Addendum: Given a measurable set $A$ and a map $L(x) = (x_1,...,\lambda x_k, ...,x_n)$ (exactly one of the coordinates is multiplied by $\lambda$), it is straightforward to show that $m(L(A)) = |\lambda| m(A)$. Since the map $x \mapsto ({r x_1 \over \sqrt{\lambda_1}},...,{r x_n \over \sqrt{\lambda_n}})$ can be written as the composition of $n$ such operations, we see that \begin{eqnarray} m(\{({r x_1 \over \sqrt{\lambda_1}},...,{r x_n \over \sqrt{\lambda_n}}) | \|x\| \le 1 \}) &=& |{r \over \sqrt{\lambda_1}}|m(\{(x_1,...,{r x_n \over \sqrt{\lambda_n}}) | \|x\| \le 1 \}) \\ &\vdots& \\ &=& {r^n \over \sqrt{\lambda_1 \cdots \lambda_n}} m( \{ x | \|x\| \le 1 \}) \end{eqnarray}
And more:
To see why $m(L(A)) = |\lambda| m(A)$ for a measurable $A$, we use the definition of Lebesgue outer measure. We have $m(A) = \inf \{ \sum_k m(R_k) | \{R_k\}_k \text{ is a cover of }A \text{ by rectangles}\}$.

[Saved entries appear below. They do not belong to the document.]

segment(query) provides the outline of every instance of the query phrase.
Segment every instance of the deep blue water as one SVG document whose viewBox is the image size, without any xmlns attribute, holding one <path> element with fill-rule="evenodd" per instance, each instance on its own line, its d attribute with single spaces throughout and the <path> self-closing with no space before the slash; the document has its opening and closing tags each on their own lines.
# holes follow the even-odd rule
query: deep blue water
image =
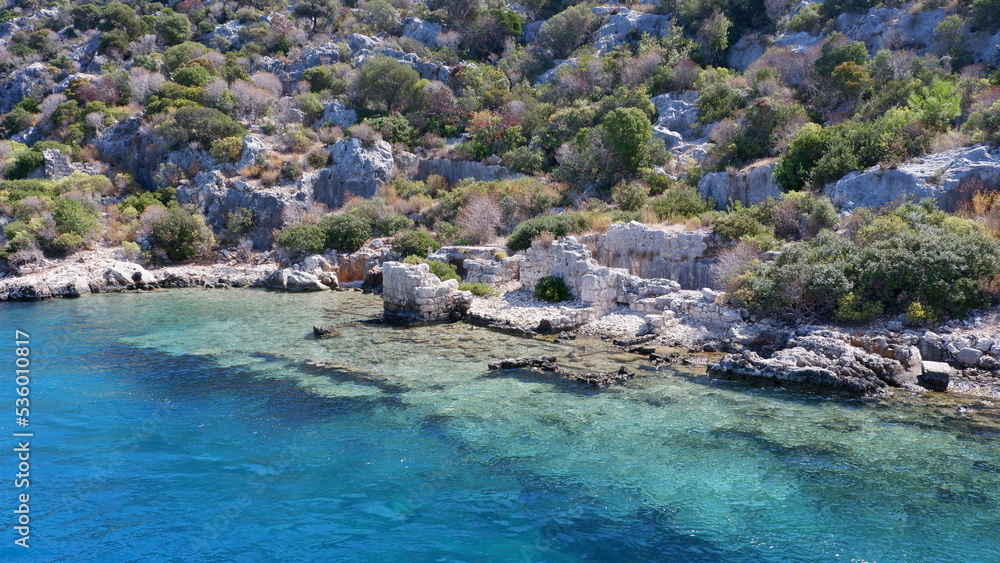
<svg viewBox="0 0 1000 563">
<path fill-rule="evenodd" d="M 0 303 L 0 557 L 1000 561 L 992 409 L 496 376 L 490 359 L 574 348 L 363 322 L 378 310 L 253 290 Z M 345 324 L 315 340 L 320 323 Z M 31 334 L 27 550 L 14 329 Z"/>
</svg>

It is not difficult to see that $m(L(R)) = |\lambda| m(R)$ for a rectangle.
If ${\cal R}_A= \{ \{R_k\}_k | \{R_k\}_k \text{ is a cover of }A \text{ by rectangles}\} $, then it is straightforward to see that ${\cal R}_{L(A)} = \{ \{L(R_k)\}_k | \{R_k\}_k \in {\cal R}_A \}$.
Hence $m(L(A)) = \inf \{ \sum_k m(L(R_k)) | \{R_k\}_k \text{ is a cover of }A \text{ by rectangles}\} = |\lambda| m(A)$.